John Foggin lives in Ossett, West Yorkshire. He helps to organise The Puzzle Hall Poets in Sowerby Bridge, and writes a weekly poetry blog: the great fogginzo’s cobweb (www.johnfoggin.wordpress.com).
His poems have won first prizes in The Plough Poetry [2013 & 14], Camden/Lumen , McLellan  and Ilkley LitFest  competitions. One poem, Camera Obscura, was Highly Commended in the Forward Prize awards, and appears in The Forward Book of Poetry 2015.
His first two pamphlets, Running Out of Space and Backtracks, were published in early 2014, and a chapbook, Larach, was published by Ward Wood in December 2014. It was recently reviewed by the Poetry Book Society.
Outlaws and Fallen Angels
‘In Outlaws and Fallen Angels John Foggin turns his gaze towards the world of sculpture and painting. The poems are lively, sometimes challenging sometimes playful, but with a deep engagement in, and passion for, art that is always evident. This is poetry written with a keen and unflinching eye that takes us on a whistle-stop tour of history and mythology via explorations of the lives and loves of artists and their work.’ – Kim Moore
‘Foggin’s responses to the range of visual and plastic art that provides the jumping-off points for these poems go far beyond ekphrastic paraphrase. Intellectually, aesthetically and politically engaged – the range of reference includes Cartesian philosophy, the Taliban, John Keats and Tony Harrison – these vivid, crafted and humane poems are wise and witty, grounded in compassion.’ – Steve Ely
His Coy Mistress
‘Make me immortal with a kiss’
he’d murmur, and then he’d kiss me.
By turns laconic, edgy, lean, sardonic,
even sentimental at a push,
he’d use every trick in the book
to charm a girl already softened up
by poetry and songs.
I’d wish this kiss could last for ever.
Be careful what you wish for.
I hear his langorous sigh. His:
‘So, so, break off this last lamenting kiss’.
And then I discover that we can’t.
My face in his eye, his in mine appears.
And stays. Our lips are sore. Our teeth hurt.
It’s hard to breathe. My arm has gone to sleep.
‘O heaven is in these lips.
Here wilI I dwell.
Your kiss steals my soul’
That’s all very well.
A kiss should surely wake
the palace from its sleep,
set the spits a-turning,
break the spell.
I fear that we may never die at all.
What I enjoy about John Foggin’s poems is the image and spirit of the material world, conjured and appraised from a stance that is both wry and deeply thoughtful, and often sounding an honestly felt, deft metaphysicality.
Take a ramble with John Foggin through moorlands, woodlands and the distant past. You’ll meet the ghosts of navvies and Norman MacCaig; the old wild gods of stags and sparrowhawks. Once you’ve encountered the dark watchers in these beautifully crafted poems, you won’t want to take the path home.
Each poem in this collection is a gift-wrapped in a rare richness of language. No matter what the subject, Foggin is able to evoke the small details that get to the crux of it – the thud of a helicopter’s blade, the scrape and shift of a ladder on a granite wall. ‘How much does a ghost weigh?’ he asks in one of his poems. This is a collection in which you get the sense Foggin has weighed up the value of each and every word.
John Foggin is a poet at the top of his game and this is a collection that will stay with you long after the final note has been played.
There Was This Wren
Everything leads here. Grey estuary,
sour-green saltmarsh, bright leats, the dike,
wet sunken garden, dead stems,
and the wren. Which is special now.
The wren has no notion of this, being intent.

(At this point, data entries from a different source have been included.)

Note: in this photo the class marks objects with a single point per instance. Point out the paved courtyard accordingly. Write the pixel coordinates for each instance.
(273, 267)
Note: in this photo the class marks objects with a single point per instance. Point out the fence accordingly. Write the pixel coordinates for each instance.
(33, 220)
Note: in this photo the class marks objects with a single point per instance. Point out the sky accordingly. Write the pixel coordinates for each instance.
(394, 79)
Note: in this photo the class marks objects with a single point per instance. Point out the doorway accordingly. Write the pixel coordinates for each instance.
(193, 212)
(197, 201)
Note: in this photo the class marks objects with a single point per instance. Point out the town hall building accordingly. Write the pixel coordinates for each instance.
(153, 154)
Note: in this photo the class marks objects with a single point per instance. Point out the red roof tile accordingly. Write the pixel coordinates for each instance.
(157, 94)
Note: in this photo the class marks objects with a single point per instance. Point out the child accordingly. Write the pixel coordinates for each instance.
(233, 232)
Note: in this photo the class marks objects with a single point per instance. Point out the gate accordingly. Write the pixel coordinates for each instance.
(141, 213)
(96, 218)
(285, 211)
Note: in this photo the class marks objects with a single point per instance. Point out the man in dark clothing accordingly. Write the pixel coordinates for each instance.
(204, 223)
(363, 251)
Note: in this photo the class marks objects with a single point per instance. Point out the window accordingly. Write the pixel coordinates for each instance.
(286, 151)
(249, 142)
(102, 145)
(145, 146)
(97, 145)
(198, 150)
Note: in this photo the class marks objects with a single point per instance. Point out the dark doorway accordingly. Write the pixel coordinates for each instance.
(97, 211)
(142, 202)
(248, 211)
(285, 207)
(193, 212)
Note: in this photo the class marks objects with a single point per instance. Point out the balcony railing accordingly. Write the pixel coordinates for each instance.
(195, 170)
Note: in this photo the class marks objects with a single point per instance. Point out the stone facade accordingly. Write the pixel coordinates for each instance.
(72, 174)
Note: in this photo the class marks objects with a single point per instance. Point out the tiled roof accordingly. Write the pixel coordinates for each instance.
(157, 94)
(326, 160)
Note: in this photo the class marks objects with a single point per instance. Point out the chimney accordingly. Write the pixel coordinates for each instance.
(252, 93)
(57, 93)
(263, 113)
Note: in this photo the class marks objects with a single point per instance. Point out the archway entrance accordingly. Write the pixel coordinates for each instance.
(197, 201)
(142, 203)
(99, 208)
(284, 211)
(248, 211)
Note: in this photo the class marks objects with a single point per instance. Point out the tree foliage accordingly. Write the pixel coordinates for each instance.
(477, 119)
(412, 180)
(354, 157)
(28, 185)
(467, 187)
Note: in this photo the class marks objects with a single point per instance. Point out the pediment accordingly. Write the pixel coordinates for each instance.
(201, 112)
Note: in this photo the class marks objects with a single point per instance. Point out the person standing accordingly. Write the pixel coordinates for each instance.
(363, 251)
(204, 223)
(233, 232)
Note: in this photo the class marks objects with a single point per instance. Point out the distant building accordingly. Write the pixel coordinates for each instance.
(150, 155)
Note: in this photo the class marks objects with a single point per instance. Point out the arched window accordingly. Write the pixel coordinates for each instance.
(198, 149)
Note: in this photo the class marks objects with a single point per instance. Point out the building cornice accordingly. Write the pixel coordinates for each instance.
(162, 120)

What it is intent on is none of my business.
Though I imagine for a moment that it is.
Which is where we live, moment to moment.
Doctor Johnson wanders into the garden
and kicks a stone. This is a metaphor.
The stone does not think of this,
being unaware that what it is is stone
and all its component molecules
which are mainly made of nothing,
as is the big flat wet shining water which is
only surface and interface and distance.
Anything could happen, but only this
moment and this moment and this moment
does. Nothing is long enough to be anything.
Here comes John Locke, under the sycamore,
imagining heft and texture, the sound of leaves,
imagining the world will vanish when he stops.
It will. Nothing stays. Mainly what everything
consists of is nothing holding itself together.